The hope was to take AIG forward from the platform famously built by Maurice “Hank” Greenberg – but that was an era in which AIG was considered the largest insurance company in the world following a spate of acquisitions, and one in which it boasted a huge balance sheet and top credit rating.
Following the bailout, however, that position of power was lost. AIG was a weakened giant that saw rivals including
Berkshire Hathaway and
Travelers impressing in its place.
Has he made the future brighter?
Though Hancock may have fallen, there are many who believe he has made the job of the incoming CEO much easier. He took a huge reserve charge during the previous period, which should set AIG for better results next time around.

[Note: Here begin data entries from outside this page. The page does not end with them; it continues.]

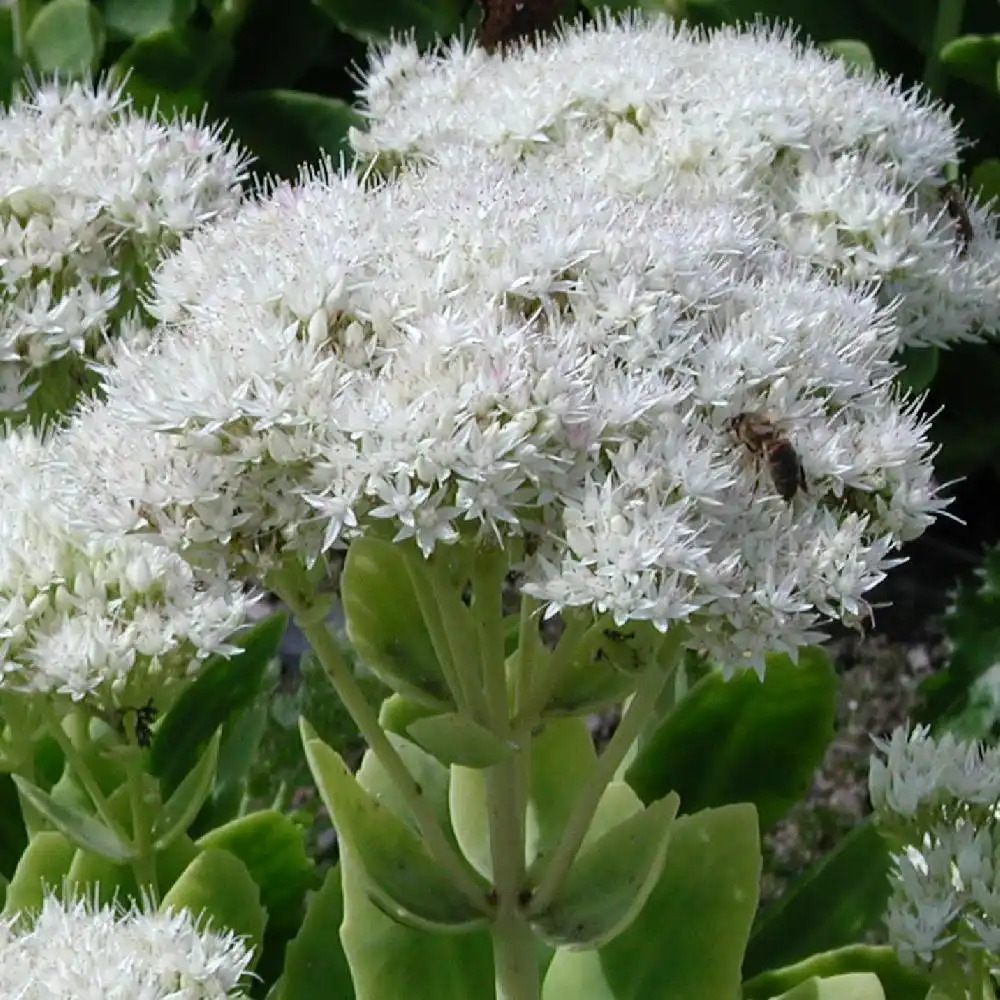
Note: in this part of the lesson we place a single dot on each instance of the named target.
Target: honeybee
(765, 440)
(955, 204)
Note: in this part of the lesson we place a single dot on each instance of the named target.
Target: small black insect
(617, 635)
(957, 209)
(507, 21)
(145, 716)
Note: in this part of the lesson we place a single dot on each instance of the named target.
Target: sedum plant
(92, 195)
(935, 801)
(602, 338)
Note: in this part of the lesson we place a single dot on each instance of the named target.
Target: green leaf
(66, 37)
(175, 71)
(272, 847)
(13, 837)
(44, 863)
(85, 831)
(914, 23)
(974, 58)
(222, 687)
(455, 739)
(242, 736)
(374, 22)
(11, 69)
(217, 887)
(561, 757)
(919, 367)
(403, 876)
(287, 128)
(315, 964)
(851, 986)
(592, 681)
(743, 740)
(610, 881)
(898, 981)
(397, 713)
(385, 625)
(853, 52)
(180, 809)
(390, 961)
(689, 938)
(108, 881)
(832, 905)
(130, 19)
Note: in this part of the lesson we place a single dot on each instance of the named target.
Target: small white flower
(91, 195)
(78, 948)
(111, 620)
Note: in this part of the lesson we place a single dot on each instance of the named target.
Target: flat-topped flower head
(847, 170)
(92, 194)
(936, 800)
(108, 621)
(76, 948)
(481, 353)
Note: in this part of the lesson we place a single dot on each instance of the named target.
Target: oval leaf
(688, 940)
(898, 981)
(175, 71)
(43, 865)
(315, 964)
(389, 961)
(610, 881)
(217, 887)
(743, 740)
(855, 874)
(223, 687)
(270, 845)
(138, 20)
(84, 830)
(402, 875)
(455, 739)
(385, 625)
(851, 986)
(974, 58)
(66, 37)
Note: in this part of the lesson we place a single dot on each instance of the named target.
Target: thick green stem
(431, 613)
(84, 775)
(641, 709)
(946, 28)
(533, 701)
(461, 629)
(311, 619)
(144, 861)
(514, 948)
(516, 972)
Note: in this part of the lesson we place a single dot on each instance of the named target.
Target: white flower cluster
(508, 349)
(845, 171)
(937, 801)
(91, 195)
(79, 949)
(110, 621)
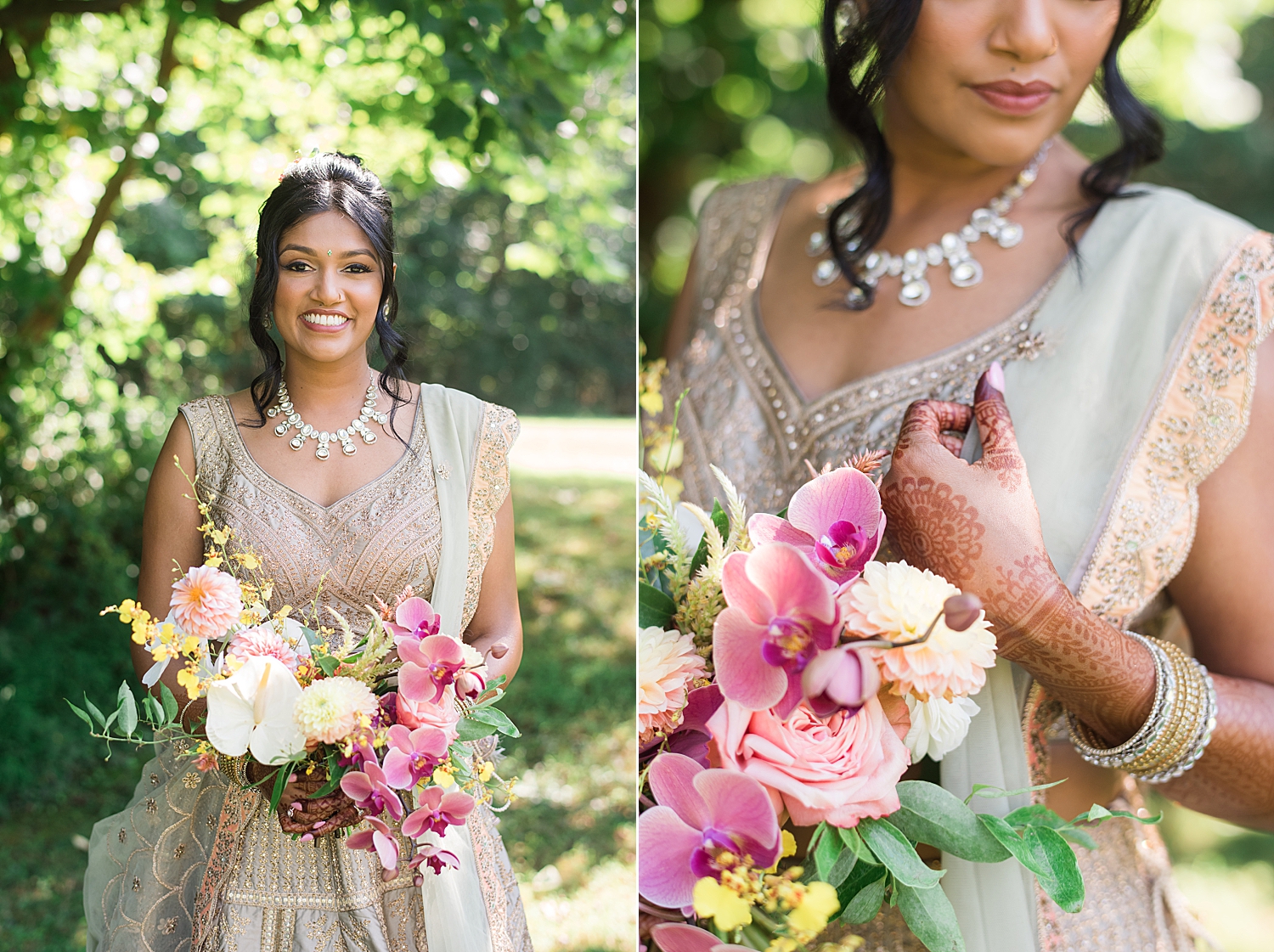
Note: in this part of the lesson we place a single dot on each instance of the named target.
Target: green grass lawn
(570, 832)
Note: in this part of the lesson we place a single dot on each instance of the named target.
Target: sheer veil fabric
(1129, 376)
(173, 872)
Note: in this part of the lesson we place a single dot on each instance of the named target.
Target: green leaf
(1064, 883)
(899, 855)
(865, 901)
(1046, 854)
(929, 914)
(170, 704)
(97, 715)
(995, 793)
(654, 608)
(843, 867)
(933, 814)
(827, 850)
(473, 730)
(127, 710)
(494, 718)
(82, 715)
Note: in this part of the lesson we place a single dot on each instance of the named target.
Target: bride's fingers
(925, 422)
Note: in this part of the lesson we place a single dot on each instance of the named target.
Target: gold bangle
(1184, 723)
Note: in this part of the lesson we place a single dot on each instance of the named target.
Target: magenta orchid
(428, 667)
(369, 789)
(381, 842)
(437, 860)
(413, 755)
(702, 814)
(680, 937)
(438, 811)
(835, 521)
(840, 679)
(780, 612)
(414, 618)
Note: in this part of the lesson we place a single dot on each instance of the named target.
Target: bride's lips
(1014, 99)
(325, 321)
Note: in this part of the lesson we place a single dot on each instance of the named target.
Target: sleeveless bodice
(743, 410)
(382, 537)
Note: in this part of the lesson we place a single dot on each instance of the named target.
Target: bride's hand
(976, 524)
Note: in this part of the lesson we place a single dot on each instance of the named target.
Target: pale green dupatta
(464, 909)
(1143, 389)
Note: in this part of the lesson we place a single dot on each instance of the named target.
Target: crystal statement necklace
(914, 264)
(307, 432)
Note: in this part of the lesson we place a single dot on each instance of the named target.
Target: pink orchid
(371, 791)
(428, 667)
(380, 840)
(413, 618)
(435, 858)
(780, 612)
(437, 812)
(835, 521)
(413, 755)
(701, 814)
(680, 937)
(840, 679)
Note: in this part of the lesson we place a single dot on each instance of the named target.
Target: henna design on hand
(933, 527)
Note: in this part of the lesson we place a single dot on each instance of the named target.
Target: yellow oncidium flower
(789, 849)
(188, 679)
(726, 908)
(815, 904)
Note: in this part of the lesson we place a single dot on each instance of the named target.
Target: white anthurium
(251, 710)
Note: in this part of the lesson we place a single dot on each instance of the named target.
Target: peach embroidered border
(488, 487)
(1199, 417)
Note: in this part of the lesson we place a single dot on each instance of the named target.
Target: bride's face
(993, 79)
(329, 288)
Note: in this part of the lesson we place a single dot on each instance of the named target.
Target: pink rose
(443, 715)
(840, 769)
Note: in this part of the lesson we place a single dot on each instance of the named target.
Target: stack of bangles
(1172, 740)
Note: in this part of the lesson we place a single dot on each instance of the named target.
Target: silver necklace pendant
(346, 436)
(952, 249)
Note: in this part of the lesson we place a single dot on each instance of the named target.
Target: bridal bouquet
(381, 715)
(786, 676)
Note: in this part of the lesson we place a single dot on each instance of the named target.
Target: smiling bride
(415, 496)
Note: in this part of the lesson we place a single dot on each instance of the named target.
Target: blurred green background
(733, 89)
(137, 144)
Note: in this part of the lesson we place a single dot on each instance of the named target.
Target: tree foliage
(137, 144)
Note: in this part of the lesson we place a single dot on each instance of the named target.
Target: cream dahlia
(897, 602)
(330, 709)
(206, 602)
(667, 668)
(938, 725)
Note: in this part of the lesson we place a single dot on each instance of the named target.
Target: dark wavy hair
(863, 41)
(329, 181)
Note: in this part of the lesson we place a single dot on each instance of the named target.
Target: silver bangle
(1203, 737)
(1126, 752)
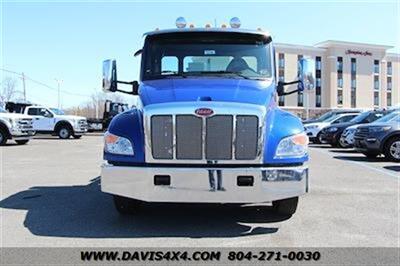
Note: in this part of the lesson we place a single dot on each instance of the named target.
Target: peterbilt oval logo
(204, 111)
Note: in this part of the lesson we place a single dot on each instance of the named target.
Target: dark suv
(332, 134)
(379, 138)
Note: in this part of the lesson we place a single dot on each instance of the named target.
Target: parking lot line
(361, 164)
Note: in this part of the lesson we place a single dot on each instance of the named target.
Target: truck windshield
(57, 111)
(207, 54)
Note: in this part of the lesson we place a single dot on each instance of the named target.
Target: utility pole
(59, 81)
(23, 85)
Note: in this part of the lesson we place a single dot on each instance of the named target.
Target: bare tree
(8, 89)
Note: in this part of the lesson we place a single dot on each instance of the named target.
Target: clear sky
(68, 40)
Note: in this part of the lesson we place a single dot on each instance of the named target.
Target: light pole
(59, 81)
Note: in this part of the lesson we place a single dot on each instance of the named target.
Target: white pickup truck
(17, 127)
(54, 121)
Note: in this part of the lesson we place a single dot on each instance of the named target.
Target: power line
(43, 84)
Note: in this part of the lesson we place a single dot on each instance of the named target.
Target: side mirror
(110, 75)
(307, 74)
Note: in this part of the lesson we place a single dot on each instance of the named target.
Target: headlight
(117, 145)
(379, 129)
(311, 127)
(293, 146)
(13, 122)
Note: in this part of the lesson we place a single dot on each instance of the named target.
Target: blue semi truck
(206, 128)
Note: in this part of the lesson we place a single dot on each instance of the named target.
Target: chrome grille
(161, 136)
(246, 137)
(219, 137)
(189, 137)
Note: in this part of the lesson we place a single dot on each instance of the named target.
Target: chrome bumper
(205, 185)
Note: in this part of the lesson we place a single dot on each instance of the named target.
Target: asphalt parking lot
(50, 196)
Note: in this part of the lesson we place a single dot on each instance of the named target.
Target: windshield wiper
(218, 73)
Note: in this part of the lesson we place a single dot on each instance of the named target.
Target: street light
(59, 81)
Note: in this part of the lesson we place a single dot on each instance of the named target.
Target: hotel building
(348, 75)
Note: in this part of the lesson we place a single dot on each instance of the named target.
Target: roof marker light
(235, 22)
(180, 22)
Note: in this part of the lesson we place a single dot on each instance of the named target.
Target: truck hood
(14, 115)
(207, 89)
(72, 117)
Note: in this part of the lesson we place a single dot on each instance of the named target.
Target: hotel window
(300, 95)
(318, 82)
(353, 99)
(389, 68)
(376, 98)
(376, 66)
(281, 76)
(389, 83)
(376, 82)
(281, 61)
(340, 64)
(389, 98)
(353, 65)
(340, 97)
(340, 80)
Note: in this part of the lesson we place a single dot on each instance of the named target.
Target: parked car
(52, 120)
(379, 138)
(313, 130)
(16, 127)
(332, 134)
(347, 138)
(329, 115)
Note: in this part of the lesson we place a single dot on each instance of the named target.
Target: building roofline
(330, 43)
(295, 46)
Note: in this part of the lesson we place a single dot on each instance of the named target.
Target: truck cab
(206, 128)
(51, 120)
(17, 127)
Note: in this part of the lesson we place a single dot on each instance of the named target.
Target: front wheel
(392, 149)
(370, 155)
(286, 206)
(126, 205)
(64, 132)
(22, 142)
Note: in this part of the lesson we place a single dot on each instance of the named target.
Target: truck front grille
(189, 137)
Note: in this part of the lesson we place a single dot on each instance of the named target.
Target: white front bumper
(195, 184)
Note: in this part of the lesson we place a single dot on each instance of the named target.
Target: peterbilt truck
(207, 128)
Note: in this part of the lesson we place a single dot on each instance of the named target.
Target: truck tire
(392, 149)
(286, 206)
(370, 155)
(22, 142)
(64, 132)
(3, 137)
(126, 205)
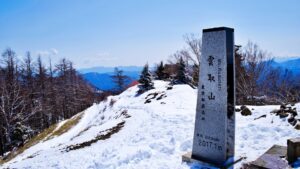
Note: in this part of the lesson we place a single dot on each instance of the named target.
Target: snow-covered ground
(154, 135)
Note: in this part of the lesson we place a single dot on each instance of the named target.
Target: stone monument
(215, 118)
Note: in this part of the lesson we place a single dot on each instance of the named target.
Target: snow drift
(151, 130)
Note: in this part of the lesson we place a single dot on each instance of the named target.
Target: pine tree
(182, 75)
(119, 79)
(160, 71)
(145, 79)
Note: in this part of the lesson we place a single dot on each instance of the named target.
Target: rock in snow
(152, 135)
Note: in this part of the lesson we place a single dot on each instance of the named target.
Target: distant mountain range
(100, 77)
(291, 65)
(102, 69)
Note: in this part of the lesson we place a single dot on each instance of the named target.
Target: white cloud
(54, 51)
(47, 53)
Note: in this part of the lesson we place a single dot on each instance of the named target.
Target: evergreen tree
(145, 79)
(160, 71)
(119, 79)
(182, 75)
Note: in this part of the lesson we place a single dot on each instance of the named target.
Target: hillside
(292, 65)
(126, 132)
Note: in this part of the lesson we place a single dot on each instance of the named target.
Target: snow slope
(152, 135)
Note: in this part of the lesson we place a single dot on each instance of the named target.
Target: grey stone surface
(215, 119)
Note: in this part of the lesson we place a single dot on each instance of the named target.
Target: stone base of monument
(274, 158)
(189, 159)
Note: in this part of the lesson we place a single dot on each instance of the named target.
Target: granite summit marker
(215, 118)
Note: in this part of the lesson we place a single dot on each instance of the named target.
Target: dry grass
(45, 135)
(36, 139)
(66, 126)
(107, 135)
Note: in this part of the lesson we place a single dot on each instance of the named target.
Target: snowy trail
(154, 136)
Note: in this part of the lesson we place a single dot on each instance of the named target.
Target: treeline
(34, 96)
(257, 81)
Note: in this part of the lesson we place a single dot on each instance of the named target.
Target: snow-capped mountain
(151, 130)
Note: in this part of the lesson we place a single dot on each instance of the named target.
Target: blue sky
(133, 32)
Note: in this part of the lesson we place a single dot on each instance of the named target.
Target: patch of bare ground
(107, 135)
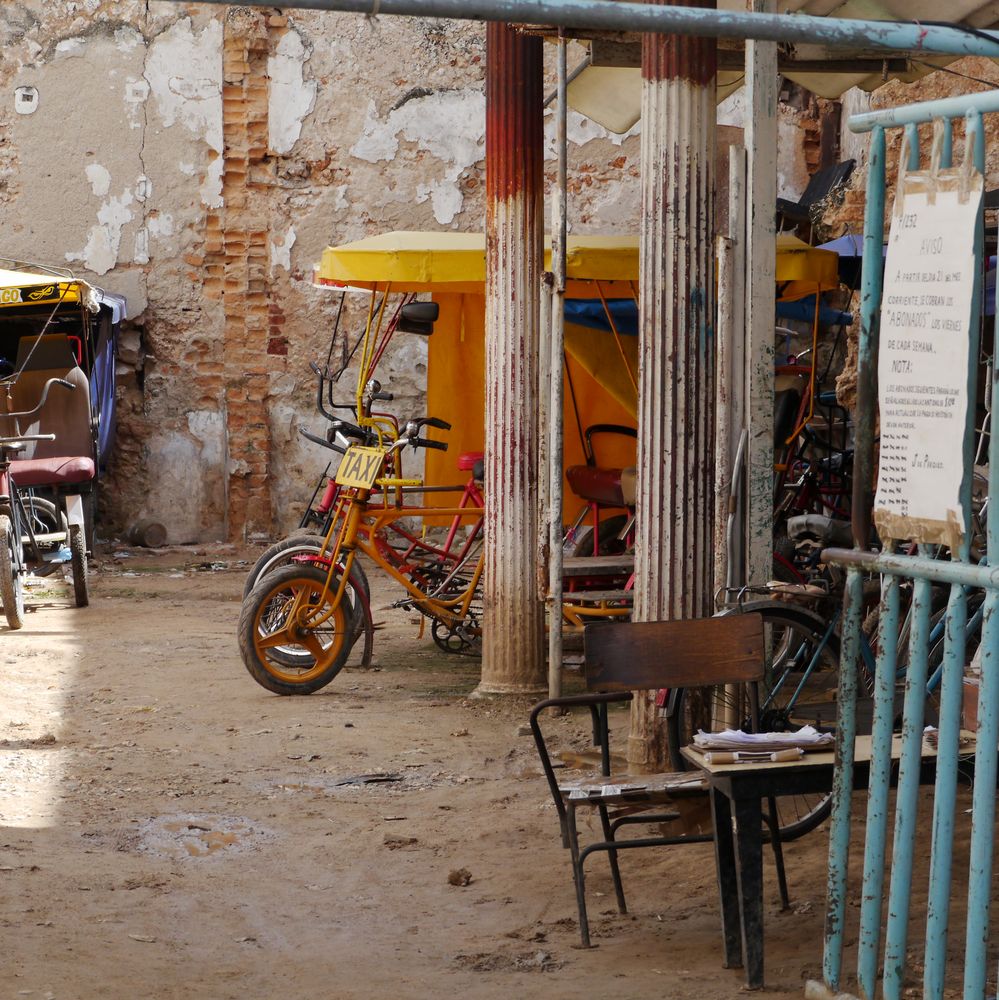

“So much of what has happened today is very short run,” former AIG general counsel Tom Russo told Bloomberg. “I thought it was the wrong way to go because I would have let Peter’s strategy play itself out” with Hancock still at the helm.
Indeed late on Thursday, AIG even committed to
sticking to Hancock’s turnaround plan: however, whether the new CEO agrees remains to be seen.
The turning point
Perhaps what we can reflect on the most was his declaration back in November 2015. Hancock had been in his job as CEO for around a year – and informed employees that they could not rely on lifetime jobs. At that point many chose to leave and just a year and a half later, Hancock’s own tenure at the firm came to an end.